I have a data resource. The columns within are properties of the users i.e username, birthdate, etc.
I have a column called comments.
It’s used to collect comments left on the User’s page.
Now on the frontend (Appgyver), I’ve created an object with properties to be stored under the user’s received comments (Backendless).
The objects include each comment with its time generated.
On the frontend, it looks like this: WITH_ITEM(data.userUpdates1.comments, {comment: pageVars.comment_input.text, time: NOW(), id: GENERATE_UUID()})
However, I think there’s an issue, I reckon it’s bcos of the incongruent schema between Backendless and Appgyver. on backendless side it’s either a strong/text, it doesn’t have an option to be an object (which is what will be stored from Appgyver).
By any chance, do you know a way around it? So that what the frontend has received can be stored in backendless as such: object: {comment: ‘abc…’, time: datetime, id: 24387ry343}, {comment:‘cba…’, date: datetime, id:2324343vfv}…
Or something along this line. I’m not sure if this is the best way to store each comment left by others on User A’s page, but this is my current thought process. Thanks!
But it might also have nth to do w backendless but everything is on the front end in matching the properties. Will check it out!
You can save objects in a table like a JSON data type, but that not the best solution for your problem I think.
Would be better if you create a new table with comments, and create 1:N relation from the user to her comments.
If something still unclear, please let me know, and we continue to solve your question.
I have tried saving on JSON data type but nothing appears in the space too. Saving as a text is super easy.
Just to understand what you mean. For each user, I should set up an individual table so that other users’ comments can be stored there as a property (i.e. time, comment)?
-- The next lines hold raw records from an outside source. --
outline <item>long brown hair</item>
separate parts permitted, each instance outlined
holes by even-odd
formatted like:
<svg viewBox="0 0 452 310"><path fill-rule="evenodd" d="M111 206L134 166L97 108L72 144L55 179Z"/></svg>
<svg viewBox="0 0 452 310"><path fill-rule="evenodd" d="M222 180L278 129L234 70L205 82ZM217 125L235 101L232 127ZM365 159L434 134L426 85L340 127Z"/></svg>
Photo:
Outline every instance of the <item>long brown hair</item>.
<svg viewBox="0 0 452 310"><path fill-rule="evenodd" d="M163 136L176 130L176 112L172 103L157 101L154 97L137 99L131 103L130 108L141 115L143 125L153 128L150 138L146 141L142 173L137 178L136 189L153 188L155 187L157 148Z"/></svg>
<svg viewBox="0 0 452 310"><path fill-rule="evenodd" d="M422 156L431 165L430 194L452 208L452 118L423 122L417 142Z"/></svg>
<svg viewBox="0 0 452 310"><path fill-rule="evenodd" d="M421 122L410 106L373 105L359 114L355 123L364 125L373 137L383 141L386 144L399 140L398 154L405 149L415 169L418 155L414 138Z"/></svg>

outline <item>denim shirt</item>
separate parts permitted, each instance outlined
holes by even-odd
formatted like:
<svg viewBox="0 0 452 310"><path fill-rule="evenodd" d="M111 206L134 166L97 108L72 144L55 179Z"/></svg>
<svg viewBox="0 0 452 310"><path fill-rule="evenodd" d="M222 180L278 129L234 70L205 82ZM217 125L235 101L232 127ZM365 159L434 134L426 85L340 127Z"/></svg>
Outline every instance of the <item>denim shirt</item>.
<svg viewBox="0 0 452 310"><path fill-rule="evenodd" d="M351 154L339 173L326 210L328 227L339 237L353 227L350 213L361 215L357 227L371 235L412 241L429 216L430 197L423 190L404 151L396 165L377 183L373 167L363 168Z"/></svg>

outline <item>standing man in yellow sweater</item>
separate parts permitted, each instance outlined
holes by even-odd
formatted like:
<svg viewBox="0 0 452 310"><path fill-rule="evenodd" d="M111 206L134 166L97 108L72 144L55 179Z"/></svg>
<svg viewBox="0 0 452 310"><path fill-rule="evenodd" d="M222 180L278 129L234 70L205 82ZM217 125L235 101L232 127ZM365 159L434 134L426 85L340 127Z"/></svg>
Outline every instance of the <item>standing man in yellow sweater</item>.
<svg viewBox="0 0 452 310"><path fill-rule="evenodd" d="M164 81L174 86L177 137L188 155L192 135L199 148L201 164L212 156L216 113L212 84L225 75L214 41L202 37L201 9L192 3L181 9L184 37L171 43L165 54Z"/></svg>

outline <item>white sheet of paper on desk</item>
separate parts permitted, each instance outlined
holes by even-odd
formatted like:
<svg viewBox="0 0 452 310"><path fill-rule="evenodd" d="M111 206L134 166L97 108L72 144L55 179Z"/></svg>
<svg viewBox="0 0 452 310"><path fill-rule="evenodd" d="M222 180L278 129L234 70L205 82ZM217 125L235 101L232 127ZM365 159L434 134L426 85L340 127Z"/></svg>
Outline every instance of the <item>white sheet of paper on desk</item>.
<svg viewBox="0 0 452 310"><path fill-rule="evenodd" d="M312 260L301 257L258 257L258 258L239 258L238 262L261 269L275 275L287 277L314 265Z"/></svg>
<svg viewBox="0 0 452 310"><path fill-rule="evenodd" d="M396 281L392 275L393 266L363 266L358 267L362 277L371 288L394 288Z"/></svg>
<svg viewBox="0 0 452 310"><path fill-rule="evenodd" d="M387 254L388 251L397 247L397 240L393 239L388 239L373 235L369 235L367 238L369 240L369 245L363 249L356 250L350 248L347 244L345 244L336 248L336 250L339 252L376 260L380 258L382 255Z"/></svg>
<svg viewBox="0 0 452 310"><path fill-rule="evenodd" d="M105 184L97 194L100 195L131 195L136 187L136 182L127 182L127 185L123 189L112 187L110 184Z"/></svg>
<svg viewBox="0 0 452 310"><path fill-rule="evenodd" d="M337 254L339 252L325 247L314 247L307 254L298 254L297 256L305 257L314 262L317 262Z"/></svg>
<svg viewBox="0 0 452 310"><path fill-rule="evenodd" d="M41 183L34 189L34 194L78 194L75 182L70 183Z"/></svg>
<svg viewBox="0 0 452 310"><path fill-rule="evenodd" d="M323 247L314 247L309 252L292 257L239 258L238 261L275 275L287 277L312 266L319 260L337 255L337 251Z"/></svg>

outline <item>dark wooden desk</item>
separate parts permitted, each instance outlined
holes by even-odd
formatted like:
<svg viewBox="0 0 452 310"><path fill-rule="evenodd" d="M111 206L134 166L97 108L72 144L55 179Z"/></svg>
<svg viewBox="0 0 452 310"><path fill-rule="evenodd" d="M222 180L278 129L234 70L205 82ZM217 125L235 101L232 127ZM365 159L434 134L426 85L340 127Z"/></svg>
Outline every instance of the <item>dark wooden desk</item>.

But does that mean for each comment, a new column will have to be created? Bcos it wouldn’t make sense if the user has thousands of comments…
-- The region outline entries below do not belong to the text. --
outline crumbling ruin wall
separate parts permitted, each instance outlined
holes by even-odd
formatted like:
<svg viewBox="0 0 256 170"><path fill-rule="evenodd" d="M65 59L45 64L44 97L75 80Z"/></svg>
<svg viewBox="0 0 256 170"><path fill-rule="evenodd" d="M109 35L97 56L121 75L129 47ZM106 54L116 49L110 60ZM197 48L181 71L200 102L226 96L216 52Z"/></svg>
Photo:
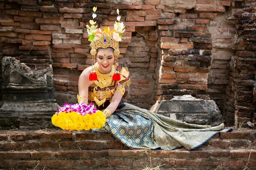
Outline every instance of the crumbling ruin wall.
<svg viewBox="0 0 256 170"><path fill-rule="evenodd" d="M213 99L230 125L255 121L252 1L2 0L1 59L31 69L52 64L58 103L76 102L79 75L91 64L85 26L94 6L100 27L112 26L117 9L126 25L119 62L131 72L127 102L149 108L191 95Z"/></svg>

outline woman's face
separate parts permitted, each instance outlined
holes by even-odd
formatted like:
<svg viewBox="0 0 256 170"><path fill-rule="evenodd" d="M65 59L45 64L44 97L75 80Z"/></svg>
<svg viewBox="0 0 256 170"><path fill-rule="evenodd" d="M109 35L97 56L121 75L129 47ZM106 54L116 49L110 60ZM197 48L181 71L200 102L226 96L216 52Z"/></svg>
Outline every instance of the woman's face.
<svg viewBox="0 0 256 170"><path fill-rule="evenodd" d="M109 49L99 49L97 55L98 70L102 74L108 74L112 70L115 63L115 56L113 51Z"/></svg>

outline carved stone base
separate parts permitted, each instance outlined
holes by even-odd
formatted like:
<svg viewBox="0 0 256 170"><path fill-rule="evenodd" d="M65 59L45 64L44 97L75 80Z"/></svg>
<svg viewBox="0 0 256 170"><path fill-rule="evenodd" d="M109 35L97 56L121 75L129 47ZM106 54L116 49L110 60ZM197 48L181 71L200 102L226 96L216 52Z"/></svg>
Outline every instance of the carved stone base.
<svg viewBox="0 0 256 170"><path fill-rule="evenodd" d="M20 127L52 128L52 117L58 108L54 101L1 102L0 129ZM31 129L29 129L31 130ZM35 129L34 129L35 130Z"/></svg>
<svg viewBox="0 0 256 170"><path fill-rule="evenodd" d="M189 123L214 126L223 123L222 115L214 101L196 99L191 95L158 101L150 110Z"/></svg>

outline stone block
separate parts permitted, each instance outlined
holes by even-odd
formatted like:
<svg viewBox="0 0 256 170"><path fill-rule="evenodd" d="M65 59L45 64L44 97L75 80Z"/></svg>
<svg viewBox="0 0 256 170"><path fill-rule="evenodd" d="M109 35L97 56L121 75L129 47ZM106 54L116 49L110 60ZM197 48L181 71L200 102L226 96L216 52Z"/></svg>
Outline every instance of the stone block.
<svg viewBox="0 0 256 170"><path fill-rule="evenodd" d="M196 99L191 95L157 101L150 110L189 123L214 126L223 123L222 115L214 101Z"/></svg>

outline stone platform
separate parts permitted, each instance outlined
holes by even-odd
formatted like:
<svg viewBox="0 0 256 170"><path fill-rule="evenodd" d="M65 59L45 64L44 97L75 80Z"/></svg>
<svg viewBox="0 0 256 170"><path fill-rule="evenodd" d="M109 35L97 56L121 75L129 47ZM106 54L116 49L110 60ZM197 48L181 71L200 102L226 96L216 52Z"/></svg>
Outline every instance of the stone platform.
<svg viewBox="0 0 256 170"><path fill-rule="evenodd" d="M234 129L195 150L150 150L128 148L108 133L1 130L0 169L255 170L256 139L254 129Z"/></svg>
I ran into the same problem earlier when I was saving the user interests onto backendless, because the interests are also saved as a list, and I haven’t solved that.
Saving them as a text is easy, no problem. But due to the functions available on Appgyver (adding new/removing items to list), i can’t add or remove text directly, it always has to be added/removed from a list.
I cannot comment about how things are done in AppGyver, it is not my cup of tea, however, from the data modeling perspective in the backend, I’d use the following structure:
Specifically, it is a one-to-many relationship between the Users and the Comment table. A single user can have multiple comments. To retrieve all comments for a user object, you’d use the following API: Two Steps Retrieval - Backendless REST API Documentation
This makes sense. I have turn the comments data type into a data object relationship to an app table called comments (which include comment, created, id).
However, on Appgyver’s GET SCHEMA side to set the schema, it can no longer detect the column ‘comments’. By any chance you know what’s going on?
I jumped into another similar problem. Just another qtn Mark, I have saved some list data on Backendless as a JSON type. Is there a way to generate a new column just to convert them as string/text?
Let’s say [“tennis, frisbee, climbing”] → tennis, frisbee, climbing
Hi Troy.
I’m just wondering if you ever had success adding data to a column with data object relation using AppGyver (front end) and Backendless (backend). I think you had a parent table “Users” and child table “Comment” with column “comments” in your parent table.
I have been stuck on this problem for 3 months and haven’t made any progress. To me it seems like a very fundamental thing to be able to do!
Thanks.
When you integrate with a 3rd party system (AppGyver, Adalo, etc), the key is to get a working REST request first. For this you can use our own REST Console (non-relational requests), Postman, or any tool that gives you control over the structure of a REST request. Once you have a REST request working, then you work with the actual tool to configure that call in their environment.